The authors note that the One Health approach, which recognizes the interconnectedness of environmental, animal, and human health, is being neglected. They emphasize that trust and equity, the foundation of disease prevention and control, are being eroded. Therefore, they advocate for immediate action to “foster broad and lasting trust,” promote “sustainable equity,” and even combat misinformation.

How to do all this? The authors propose creating “an independent pandemic risk monitoring mechanism,” ensuring equitable access to health measures against emerging health crises, a “sustained and unwavering political commitment” to pandemic preparedness, and sustainable funding for the so-called “Day 0,” referring to the first day a new health emergency appears.

A growing threat

The hantavirus outbreak that began a couple of weeks ago on a cruise ship crossing the Atlantic put the entire world on alert and raised the specter of a new pandemic. The infectious episode, which is now apparently contained, served as a reminder of a threat that looms ever larger over humanity: zoonotic infectious diseases, those transmitted from animals to humans, have skyrocketed in recent decades, fueled, to a large extent, by climate change and human pressure on animal ecosystems.

The scientific community estimates that, like hantavirus, there are 10,000 viruses — the vast majority still unknown and circulating silently in wild mammals — that have the capacity to infect humans. Not all of them will have pandemic potential, but just one minimally efficient virus — as was the case with SARS-CoV-2, the virus that causes Covid-19 — is enough to bring the entire planet to its knees.

The WHO has a dozen viruses in its sights, either because of their pandemic potential or the lack of measures to combat them: these include Covid-19, Crimean-Congo hemorrhagic fever, Ebola, Marburg virus, Lassa fever, Middle East respiratory syndrome coronavirus (MERS-CoV), severe acute respiratory syndrome (SARS), Nipah virus, henipavirus, Rift Valley fever virus, and Zika. The last spot on the list is reserved for “Disease X,” referring to a potential scenario where a still-unknown pathogen causes a serious international epidemic.

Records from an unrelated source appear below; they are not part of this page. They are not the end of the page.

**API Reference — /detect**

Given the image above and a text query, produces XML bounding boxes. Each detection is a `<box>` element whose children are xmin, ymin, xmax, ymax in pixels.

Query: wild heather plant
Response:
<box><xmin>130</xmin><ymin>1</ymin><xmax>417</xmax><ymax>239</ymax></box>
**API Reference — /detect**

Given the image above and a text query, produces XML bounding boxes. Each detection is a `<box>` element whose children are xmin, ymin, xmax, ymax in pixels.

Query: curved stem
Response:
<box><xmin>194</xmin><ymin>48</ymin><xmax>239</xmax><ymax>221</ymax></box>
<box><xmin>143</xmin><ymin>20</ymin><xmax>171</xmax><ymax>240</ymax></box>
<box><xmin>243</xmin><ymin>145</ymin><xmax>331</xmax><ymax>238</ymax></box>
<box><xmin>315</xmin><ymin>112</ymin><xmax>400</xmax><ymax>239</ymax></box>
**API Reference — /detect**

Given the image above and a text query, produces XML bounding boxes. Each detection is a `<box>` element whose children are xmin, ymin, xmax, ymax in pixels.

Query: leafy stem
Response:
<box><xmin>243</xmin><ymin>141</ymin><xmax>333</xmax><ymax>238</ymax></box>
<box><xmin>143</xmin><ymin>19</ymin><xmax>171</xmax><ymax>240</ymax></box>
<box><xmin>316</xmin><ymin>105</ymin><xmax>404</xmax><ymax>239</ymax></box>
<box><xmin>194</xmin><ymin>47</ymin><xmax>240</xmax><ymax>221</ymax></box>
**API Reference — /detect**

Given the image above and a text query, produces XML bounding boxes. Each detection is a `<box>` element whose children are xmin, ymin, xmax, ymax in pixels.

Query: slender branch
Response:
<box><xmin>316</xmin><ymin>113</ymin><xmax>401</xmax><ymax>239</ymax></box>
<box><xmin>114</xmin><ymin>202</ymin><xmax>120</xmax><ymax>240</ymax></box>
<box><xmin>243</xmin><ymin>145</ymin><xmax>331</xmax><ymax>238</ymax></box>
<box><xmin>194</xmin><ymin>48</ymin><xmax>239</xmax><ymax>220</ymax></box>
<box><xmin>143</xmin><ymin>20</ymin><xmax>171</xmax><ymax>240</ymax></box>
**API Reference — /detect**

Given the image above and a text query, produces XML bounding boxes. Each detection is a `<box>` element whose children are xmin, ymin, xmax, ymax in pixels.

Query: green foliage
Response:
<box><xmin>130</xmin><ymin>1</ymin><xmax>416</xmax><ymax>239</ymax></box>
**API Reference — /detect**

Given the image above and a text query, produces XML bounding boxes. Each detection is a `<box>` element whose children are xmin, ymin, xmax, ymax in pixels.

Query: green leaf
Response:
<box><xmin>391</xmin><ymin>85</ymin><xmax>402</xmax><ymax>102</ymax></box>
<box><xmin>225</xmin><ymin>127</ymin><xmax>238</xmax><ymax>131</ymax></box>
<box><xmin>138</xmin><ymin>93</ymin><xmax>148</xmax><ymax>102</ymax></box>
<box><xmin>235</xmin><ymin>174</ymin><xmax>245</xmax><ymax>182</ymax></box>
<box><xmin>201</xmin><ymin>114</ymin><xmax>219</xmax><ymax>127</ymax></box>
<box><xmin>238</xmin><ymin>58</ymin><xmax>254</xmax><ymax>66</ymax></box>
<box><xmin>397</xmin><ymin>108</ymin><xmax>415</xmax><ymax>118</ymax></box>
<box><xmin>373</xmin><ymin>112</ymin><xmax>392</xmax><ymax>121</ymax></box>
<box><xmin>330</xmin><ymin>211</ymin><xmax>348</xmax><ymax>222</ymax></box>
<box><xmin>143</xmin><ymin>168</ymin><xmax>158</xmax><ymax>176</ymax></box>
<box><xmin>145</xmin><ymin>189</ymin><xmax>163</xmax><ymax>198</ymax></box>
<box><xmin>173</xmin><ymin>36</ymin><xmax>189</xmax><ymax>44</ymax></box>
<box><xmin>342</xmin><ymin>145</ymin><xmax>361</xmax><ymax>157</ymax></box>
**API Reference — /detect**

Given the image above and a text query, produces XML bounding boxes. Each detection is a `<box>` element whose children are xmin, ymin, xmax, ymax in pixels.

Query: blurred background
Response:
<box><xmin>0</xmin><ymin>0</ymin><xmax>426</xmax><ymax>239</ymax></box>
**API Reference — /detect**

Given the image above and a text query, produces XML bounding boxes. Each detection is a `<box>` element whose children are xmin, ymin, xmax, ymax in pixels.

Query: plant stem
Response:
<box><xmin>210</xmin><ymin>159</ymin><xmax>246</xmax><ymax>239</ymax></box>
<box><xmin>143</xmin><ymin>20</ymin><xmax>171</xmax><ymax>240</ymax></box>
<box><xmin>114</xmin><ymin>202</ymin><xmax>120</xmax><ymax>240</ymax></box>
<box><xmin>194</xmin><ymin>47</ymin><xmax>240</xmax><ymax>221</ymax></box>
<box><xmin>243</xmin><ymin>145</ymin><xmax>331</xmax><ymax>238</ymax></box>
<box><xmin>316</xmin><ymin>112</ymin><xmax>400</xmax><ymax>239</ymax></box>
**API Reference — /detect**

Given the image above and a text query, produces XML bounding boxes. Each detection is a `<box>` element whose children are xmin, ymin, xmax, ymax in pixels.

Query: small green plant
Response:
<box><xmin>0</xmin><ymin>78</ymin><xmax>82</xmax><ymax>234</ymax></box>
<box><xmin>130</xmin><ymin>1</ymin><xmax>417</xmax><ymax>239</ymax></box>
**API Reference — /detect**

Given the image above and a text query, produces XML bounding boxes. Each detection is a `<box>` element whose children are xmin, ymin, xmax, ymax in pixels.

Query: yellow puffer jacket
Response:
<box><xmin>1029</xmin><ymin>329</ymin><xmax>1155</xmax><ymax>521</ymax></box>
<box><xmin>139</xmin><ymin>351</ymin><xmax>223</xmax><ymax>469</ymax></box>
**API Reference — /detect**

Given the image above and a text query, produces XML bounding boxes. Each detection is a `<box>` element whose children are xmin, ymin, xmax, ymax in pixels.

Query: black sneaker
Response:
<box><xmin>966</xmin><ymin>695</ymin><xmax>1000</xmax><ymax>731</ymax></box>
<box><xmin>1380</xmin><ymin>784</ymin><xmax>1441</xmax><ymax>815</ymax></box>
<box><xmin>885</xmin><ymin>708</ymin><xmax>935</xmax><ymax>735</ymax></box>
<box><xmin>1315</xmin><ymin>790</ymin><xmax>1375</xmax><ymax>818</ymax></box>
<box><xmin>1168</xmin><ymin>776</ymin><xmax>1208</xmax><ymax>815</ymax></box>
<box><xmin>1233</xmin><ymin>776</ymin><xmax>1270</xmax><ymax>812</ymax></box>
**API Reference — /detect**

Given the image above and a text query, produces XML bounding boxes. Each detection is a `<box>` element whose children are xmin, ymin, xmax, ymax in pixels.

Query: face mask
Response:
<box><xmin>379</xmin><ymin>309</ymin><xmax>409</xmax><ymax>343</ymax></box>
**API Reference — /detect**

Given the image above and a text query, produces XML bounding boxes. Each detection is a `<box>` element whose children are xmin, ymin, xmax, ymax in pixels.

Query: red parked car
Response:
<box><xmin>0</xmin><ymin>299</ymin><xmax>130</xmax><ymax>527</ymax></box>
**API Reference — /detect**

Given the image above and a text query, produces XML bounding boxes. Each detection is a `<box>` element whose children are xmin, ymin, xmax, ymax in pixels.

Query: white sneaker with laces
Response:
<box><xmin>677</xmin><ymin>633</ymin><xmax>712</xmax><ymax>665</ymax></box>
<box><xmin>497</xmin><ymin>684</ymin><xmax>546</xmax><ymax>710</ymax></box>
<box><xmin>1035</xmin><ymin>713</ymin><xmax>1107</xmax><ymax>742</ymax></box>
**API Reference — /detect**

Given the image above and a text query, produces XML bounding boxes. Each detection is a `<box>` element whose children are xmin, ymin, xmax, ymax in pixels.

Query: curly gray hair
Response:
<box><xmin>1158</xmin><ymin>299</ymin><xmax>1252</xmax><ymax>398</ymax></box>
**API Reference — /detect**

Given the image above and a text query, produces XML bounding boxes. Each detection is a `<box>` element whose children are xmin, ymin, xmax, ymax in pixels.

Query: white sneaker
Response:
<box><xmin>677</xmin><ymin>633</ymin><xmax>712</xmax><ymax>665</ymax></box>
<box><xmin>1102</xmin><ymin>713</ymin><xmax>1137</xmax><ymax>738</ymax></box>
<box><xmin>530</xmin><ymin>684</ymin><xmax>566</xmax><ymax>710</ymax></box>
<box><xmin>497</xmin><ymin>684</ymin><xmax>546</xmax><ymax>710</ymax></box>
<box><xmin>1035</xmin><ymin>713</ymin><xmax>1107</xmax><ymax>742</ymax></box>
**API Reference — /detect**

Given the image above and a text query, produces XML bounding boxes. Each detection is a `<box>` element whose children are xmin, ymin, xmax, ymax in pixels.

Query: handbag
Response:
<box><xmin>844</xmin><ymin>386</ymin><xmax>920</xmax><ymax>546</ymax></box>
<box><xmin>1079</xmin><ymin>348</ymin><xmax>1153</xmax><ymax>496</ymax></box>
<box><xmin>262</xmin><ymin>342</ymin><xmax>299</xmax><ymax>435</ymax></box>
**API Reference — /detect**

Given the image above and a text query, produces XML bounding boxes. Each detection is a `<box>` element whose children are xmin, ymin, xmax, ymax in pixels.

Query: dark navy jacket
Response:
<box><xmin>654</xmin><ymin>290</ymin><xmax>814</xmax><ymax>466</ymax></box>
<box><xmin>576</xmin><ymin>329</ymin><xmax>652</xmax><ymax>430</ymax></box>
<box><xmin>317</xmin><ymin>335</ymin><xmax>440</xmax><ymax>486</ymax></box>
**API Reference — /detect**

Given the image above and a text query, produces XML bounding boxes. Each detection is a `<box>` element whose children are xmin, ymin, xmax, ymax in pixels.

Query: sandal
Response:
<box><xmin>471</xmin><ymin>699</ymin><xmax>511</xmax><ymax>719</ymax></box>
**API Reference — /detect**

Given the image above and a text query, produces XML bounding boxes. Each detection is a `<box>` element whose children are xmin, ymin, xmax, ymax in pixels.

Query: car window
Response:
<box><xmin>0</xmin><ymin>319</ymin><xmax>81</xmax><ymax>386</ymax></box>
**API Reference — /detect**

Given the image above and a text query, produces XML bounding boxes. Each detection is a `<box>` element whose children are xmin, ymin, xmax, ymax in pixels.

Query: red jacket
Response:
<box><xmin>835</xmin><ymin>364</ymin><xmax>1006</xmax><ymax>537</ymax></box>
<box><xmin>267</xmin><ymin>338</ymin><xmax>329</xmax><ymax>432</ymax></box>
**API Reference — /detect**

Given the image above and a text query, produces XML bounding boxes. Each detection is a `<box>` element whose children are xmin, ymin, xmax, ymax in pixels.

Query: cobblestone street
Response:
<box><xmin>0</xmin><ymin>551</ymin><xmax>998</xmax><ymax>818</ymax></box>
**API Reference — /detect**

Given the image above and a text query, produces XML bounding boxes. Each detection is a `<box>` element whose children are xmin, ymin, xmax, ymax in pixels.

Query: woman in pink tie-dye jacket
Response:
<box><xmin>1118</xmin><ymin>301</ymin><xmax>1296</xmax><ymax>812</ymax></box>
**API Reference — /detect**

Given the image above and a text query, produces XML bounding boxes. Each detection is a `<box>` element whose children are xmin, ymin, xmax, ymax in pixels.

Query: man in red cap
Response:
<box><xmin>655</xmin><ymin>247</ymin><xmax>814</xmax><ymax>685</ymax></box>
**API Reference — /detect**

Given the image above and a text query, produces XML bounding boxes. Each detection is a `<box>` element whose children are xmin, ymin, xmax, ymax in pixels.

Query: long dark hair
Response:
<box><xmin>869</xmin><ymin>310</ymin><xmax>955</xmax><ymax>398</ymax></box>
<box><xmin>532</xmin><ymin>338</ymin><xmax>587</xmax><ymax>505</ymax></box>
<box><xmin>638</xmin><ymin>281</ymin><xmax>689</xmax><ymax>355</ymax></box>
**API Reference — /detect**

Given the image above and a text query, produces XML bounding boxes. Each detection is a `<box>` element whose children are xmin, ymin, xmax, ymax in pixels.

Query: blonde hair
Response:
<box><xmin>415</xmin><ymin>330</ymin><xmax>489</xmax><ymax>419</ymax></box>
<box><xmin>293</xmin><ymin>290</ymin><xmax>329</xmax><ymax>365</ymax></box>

“Viruses need a host to live in. And they mutate, they evolve. It can happen that one jumps to humans and causes disease, or that it doesn’t produce symptoms. There can also be a jump from an agent we don’t know about. That can happen, but we have to live with it without being scared. The crucial thing is to maintain surveillance and response systems,” says María Paz Sánchez Seco, a researcher at Ciberinfec in the National Center for Microbiology of the Carlos III Health Institute in Madrid.